Такое определение представляется мне расплывчатым и невнятным. Например, чем философские формулировки отличаются от нефилософских, а философское мышление – от неформального? Своим определением Дарнтон, помимо прочего, стремился провести черту между интеллектуальной историей и социальной историей идей как разновидностью культурной истории[15]. На практике же интеллектуальные историки следовали примеру таких ученых, как Арнальдо Момильяно и Энтони Графтон, которые, вдохновляясь великими филологическими традициями и их современным воплощением в исследованиях по истории науки, всегда занимались всем тем, что упомянуто в определении Дарнтона, но только пренебрегая ложными различиями между социальной, культурной и интеллектуальной сферами[16]. Джон Барроу, первый человек, ставший в Англии профессором интеллектуальной истории, более удачно определял ее как процесс выявления того, «что в прошлом люди имели в виду, говоря то, что они говорили, и что сказанное ими „означало“ для них»[17]. Как предупреждал Барроу, зачастую «научные ярлыки – это скорее разметочные флажки, нежели имена, отражающие сущности», однако его дефиниция – лучшая из тех, что у нас есть.
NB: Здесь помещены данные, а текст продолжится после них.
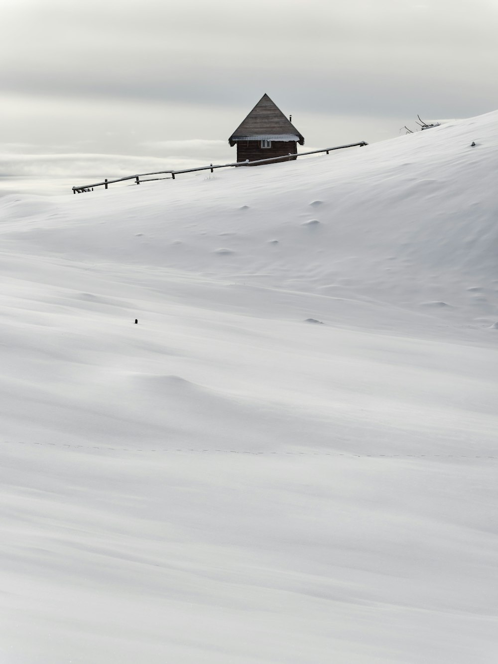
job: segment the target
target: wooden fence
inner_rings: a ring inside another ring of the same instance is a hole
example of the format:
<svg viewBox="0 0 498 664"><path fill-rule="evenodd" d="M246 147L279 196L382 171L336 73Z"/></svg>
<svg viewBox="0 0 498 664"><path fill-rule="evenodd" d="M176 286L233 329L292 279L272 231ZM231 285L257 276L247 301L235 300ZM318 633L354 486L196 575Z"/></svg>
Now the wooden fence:
<svg viewBox="0 0 498 664"><path fill-rule="evenodd" d="M271 157L270 159L258 159L257 161L250 161L248 159L246 161L236 161L234 163L230 164L216 164L215 165L209 164L208 166L200 166L198 168L187 168L183 171L159 171L157 173L142 173L136 175L127 175L125 177L118 177L114 180L106 179L104 182L97 182L93 185L79 185L77 187L72 187L72 193L74 194L80 194L85 191L93 191L94 187L104 187L104 189L107 189L109 185L112 185L116 182L125 182L127 180L135 180L135 184L140 185L143 182L153 182L156 180L174 180L175 175L179 175L183 173L194 173L196 171L210 171L211 173L213 173L215 168L230 168L233 166L256 166L257 164L285 161L294 157L304 157L305 155L317 155L323 152L328 155L333 150L342 150L345 147L356 147L358 145L361 147L368 145L368 143L365 141L361 141L360 143L350 143L347 145L336 145L334 147L324 147L321 150L312 150L311 152L297 152L295 154L290 153L288 155L284 155L283 157ZM164 175L165 177L149 177L149 176L150 175Z"/></svg>

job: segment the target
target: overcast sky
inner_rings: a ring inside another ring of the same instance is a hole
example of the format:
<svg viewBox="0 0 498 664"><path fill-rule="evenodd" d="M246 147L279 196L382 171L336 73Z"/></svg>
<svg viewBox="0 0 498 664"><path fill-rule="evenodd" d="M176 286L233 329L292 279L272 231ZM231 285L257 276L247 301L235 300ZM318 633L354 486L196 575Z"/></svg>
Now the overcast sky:
<svg viewBox="0 0 498 664"><path fill-rule="evenodd" d="M4 177L232 161L228 137L265 92L303 149L498 108L498 0L0 6Z"/></svg>

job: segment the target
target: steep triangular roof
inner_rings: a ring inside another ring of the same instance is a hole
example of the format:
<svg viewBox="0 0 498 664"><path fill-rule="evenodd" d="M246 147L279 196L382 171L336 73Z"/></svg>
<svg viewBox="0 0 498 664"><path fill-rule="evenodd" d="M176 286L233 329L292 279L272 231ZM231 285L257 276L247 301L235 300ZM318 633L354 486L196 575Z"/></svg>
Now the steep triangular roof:
<svg viewBox="0 0 498 664"><path fill-rule="evenodd" d="M243 120L228 139L230 145L239 140L248 140L248 137L260 137L264 135L282 136L284 140L297 140L304 144L304 138L292 123L284 115L268 94L264 94L250 113ZM285 137L285 138L284 138ZM273 140L276 139L274 138Z"/></svg>

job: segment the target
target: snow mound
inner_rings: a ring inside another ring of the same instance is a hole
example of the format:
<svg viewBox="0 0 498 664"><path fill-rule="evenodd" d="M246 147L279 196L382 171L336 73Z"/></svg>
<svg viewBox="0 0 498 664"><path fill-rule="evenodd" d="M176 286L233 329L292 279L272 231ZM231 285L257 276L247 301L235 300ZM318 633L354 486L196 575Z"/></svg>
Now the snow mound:
<svg viewBox="0 0 498 664"><path fill-rule="evenodd" d="M497 172L495 113L0 199L3 661L492 661Z"/></svg>

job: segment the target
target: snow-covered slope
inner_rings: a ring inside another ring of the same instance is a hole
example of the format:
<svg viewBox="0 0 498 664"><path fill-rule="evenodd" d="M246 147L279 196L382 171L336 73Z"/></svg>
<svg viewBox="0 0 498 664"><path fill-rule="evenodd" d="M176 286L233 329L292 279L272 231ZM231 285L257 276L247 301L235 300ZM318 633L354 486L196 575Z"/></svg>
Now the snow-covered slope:
<svg viewBox="0 0 498 664"><path fill-rule="evenodd" d="M492 661L497 171L495 113L0 199L3 659Z"/></svg>

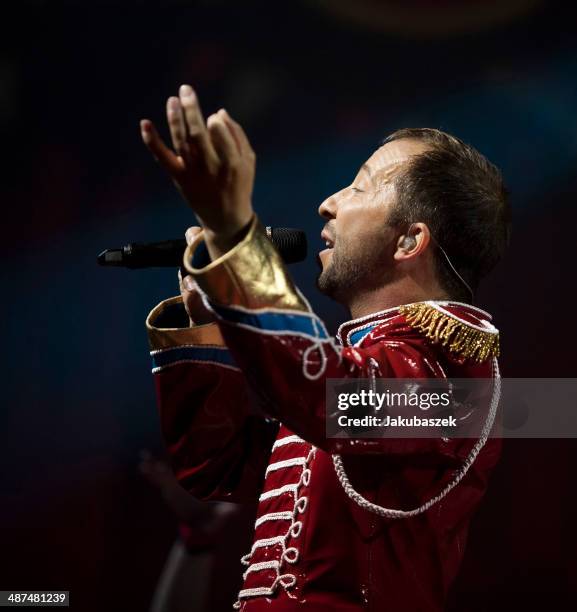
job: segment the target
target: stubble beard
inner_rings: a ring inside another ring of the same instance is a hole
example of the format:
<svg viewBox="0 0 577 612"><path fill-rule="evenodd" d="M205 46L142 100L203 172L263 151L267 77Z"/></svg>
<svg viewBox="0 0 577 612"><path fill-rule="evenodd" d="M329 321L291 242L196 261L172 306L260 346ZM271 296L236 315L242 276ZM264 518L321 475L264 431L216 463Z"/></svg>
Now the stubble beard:
<svg viewBox="0 0 577 612"><path fill-rule="evenodd" d="M350 249L339 245L333 249L330 262L317 278L317 288L327 297L345 306L359 293L374 291L390 280L390 273L380 262L379 249Z"/></svg>

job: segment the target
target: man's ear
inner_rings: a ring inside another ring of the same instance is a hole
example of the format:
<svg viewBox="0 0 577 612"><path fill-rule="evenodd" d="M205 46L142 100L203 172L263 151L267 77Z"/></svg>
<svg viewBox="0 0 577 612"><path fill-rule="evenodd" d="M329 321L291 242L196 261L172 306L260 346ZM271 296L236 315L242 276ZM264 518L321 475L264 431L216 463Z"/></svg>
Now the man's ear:
<svg viewBox="0 0 577 612"><path fill-rule="evenodd" d="M405 261L424 253L431 242L431 232L425 223L411 223L406 234L399 236L394 259Z"/></svg>

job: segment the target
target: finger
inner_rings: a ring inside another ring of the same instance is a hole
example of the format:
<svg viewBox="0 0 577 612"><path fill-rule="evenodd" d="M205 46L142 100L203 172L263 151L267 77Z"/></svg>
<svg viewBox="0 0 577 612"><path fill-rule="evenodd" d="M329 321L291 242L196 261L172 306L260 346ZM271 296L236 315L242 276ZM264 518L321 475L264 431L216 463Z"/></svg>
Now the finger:
<svg viewBox="0 0 577 612"><path fill-rule="evenodd" d="M166 101L166 119L168 128L170 129L170 137L174 150L183 159L189 159L189 147L186 135L186 124L184 123L184 115L180 100L174 96Z"/></svg>
<svg viewBox="0 0 577 612"><path fill-rule="evenodd" d="M198 225L193 225L189 227L184 233L184 237L186 238L186 244L192 244L193 240L202 232L202 227Z"/></svg>
<svg viewBox="0 0 577 612"><path fill-rule="evenodd" d="M222 109L222 113L223 113L223 117L224 120L226 122L226 125L228 126L228 128L233 132L235 140L238 142L239 144L239 148L241 153L251 153L252 155L254 155L254 151L252 150L252 147L250 145L250 141L245 133L245 131L243 130L242 126L240 125L240 123L237 123L229 114L225 109Z"/></svg>
<svg viewBox="0 0 577 612"><path fill-rule="evenodd" d="M142 142L148 147L156 161L168 172L174 173L182 168L182 163L159 136L152 121L143 119L140 122Z"/></svg>
<svg viewBox="0 0 577 612"><path fill-rule="evenodd" d="M211 115L208 118L207 126L220 161L227 166L233 166L238 160L240 152L222 116L219 114Z"/></svg>
<svg viewBox="0 0 577 612"><path fill-rule="evenodd" d="M198 98L190 85L181 85L179 93L190 147L198 151L205 165L210 166L216 162L216 151L206 129Z"/></svg>

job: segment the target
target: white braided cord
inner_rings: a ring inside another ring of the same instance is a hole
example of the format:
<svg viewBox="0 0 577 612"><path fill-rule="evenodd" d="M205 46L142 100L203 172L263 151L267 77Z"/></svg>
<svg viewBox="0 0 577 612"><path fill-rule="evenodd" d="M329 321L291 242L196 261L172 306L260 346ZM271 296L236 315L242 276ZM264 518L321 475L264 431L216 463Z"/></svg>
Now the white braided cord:
<svg viewBox="0 0 577 612"><path fill-rule="evenodd" d="M343 487L348 497L354 502L356 502L361 508L364 508L369 512L373 512L385 518L408 518L410 516L416 516L417 514L422 514L423 512L427 511L431 506L435 505L437 502L443 499L447 495L447 493L449 493L449 491L456 487L463 479L463 477L469 471L469 468L471 467L471 465L473 465L473 462L477 458L477 455L479 454L483 446L485 446L485 443L489 438L491 428L493 427L493 423L495 422L497 407L499 406L499 399L501 397L501 375L499 373L499 364L497 363L496 358L493 359L493 375L495 381L493 385L493 396L491 397L489 413L487 414L487 418L485 419L483 429L481 430L481 435L479 436L479 439L477 440L476 444L473 446L471 452L463 462L463 465L455 474L453 480L448 485L446 485L440 493L426 501L418 508L414 508L412 510L394 510L391 508L384 508L383 506L379 506L378 504L373 504L354 489L347 476L347 473L345 472L341 455L334 454L332 455L332 459L333 465L335 467L335 472L337 474L339 482L341 483L341 486Z"/></svg>

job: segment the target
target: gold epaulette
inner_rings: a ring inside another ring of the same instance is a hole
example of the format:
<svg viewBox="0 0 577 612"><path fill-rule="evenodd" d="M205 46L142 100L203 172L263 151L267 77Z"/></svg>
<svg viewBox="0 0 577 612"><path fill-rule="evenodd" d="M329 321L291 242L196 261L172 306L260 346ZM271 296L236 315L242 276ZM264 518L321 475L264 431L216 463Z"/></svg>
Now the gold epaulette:
<svg viewBox="0 0 577 612"><path fill-rule="evenodd" d="M481 363L499 356L499 332L495 328L485 331L427 302L406 304L399 313L429 340L465 359Z"/></svg>

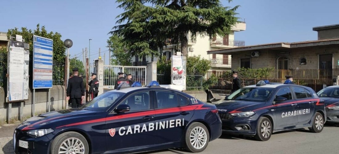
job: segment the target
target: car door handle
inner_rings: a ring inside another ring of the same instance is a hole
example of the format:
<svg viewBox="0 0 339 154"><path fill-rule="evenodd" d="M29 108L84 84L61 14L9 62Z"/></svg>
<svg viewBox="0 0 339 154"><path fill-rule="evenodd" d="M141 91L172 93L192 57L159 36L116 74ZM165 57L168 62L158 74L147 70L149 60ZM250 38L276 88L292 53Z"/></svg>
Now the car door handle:
<svg viewBox="0 0 339 154"><path fill-rule="evenodd" d="M142 118L142 119L143 119L144 120L148 120L151 119L153 119L153 118L154 118L154 117L153 116L148 116L148 115L147 115L146 116L145 116Z"/></svg>
<svg viewBox="0 0 339 154"><path fill-rule="evenodd" d="M180 113L180 114L181 114L181 115L187 115L187 114L189 114L190 113L190 113L190 112L187 112L184 111L184 112L182 112L181 113Z"/></svg>

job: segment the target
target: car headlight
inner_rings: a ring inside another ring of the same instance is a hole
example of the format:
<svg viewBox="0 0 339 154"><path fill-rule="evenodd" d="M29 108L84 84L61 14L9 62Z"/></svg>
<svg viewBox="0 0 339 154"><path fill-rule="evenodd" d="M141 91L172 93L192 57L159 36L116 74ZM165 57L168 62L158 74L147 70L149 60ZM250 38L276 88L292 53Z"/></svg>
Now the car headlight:
<svg viewBox="0 0 339 154"><path fill-rule="evenodd" d="M237 117L249 117L255 114L254 112L243 112L237 113L232 113L231 115L232 116L235 116Z"/></svg>
<svg viewBox="0 0 339 154"><path fill-rule="evenodd" d="M333 107L328 107L327 108L328 108L330 109L332 109L332 110L339 110L339 106L334 106Z"/></svg>
<svg viewBox="0 0 339 154"><path fill-rule="evenodd" d="M54 130L50 128L49 129L36 129L30 130L26 132L26 133L32 137L36 138L42 136L54 131Z"/></svg>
Равным образом хороши и метафоры, к которым он прибегал, говоря, что интеллектуальный историк подслушивает разговоры былых эпох, играет роль переводчика между живыми культурами и культурами прошлого и исследует миры, полные чуждых нам допущений и убеждений[18].
Вследствие того, что к интеллектуальной истории относят так много различных видов деятельности, возникает вопрос: а что же, собственно, включает в себя исследование в этой области? Некоторым историкам это дает повод договориться до того, что никакой интеллектуальной истории как четко выделяемой предметной области не существует, ибо почти вся историческая наука имеет дело с идеями, обычно в виде изучения письменных текстов прошлых эпох. Однако это ошибка. Да, историки неизбежно будут иметь дело с идеями, однако систематический анализ содержания этих идей и того, как происходит их передача, перевод, распространение и восприятие, и создало интеллектуальную историю как дисциплину. Интеллектуальная история обрела идентичность как отдельная область гуманитарных наук и исторических исследований после 1950 г.
Главной и наиболее значимой особенностью интеллектуальной истории является ее междисциплинарная природа. Интеллектуальные историки никогда не соблюдали границ между дисциплинами, если только речь не идет о границах, проведенных носителями идей, которые они изучают. Причина этого в том, что идеи никогда не носят чисто политического, философского, экономического или теологического характера. Соответственно, тех, кто занимается интеллектуальной историей, можно встретить на факультетах истории, философии, политологии, международных отношений, классической филологии, богословия, английского и иностранных языков, экономики, государственного управления, социологии и антропологии. Это особенно характерно для европейских и североамериканских университетов. Способствует этому и все более частый отказ от позитивистских курсов истории частных дисциплин, в которых описываются становление и развитие последних. Большинство интеллектуальных историков отвергает подобную историю в силу присущих ей презентизма, телеологизма и анахронистичности. Одним из здоровых последствий такой ситуации является поразительное разнообразие сфер, в которых ведут исследования интеллектуальные историки. Они могут обращаться к истории науки, истории книги, распространению и восприятию идей и вдобавок делать это в рамках транснациональных и глобальных исторических исследований. Прежде интеллектуальная история ассоциировалась по большей части с политической мыслью Европы раннего Нового времени, но это, несомненно, уже давно не так.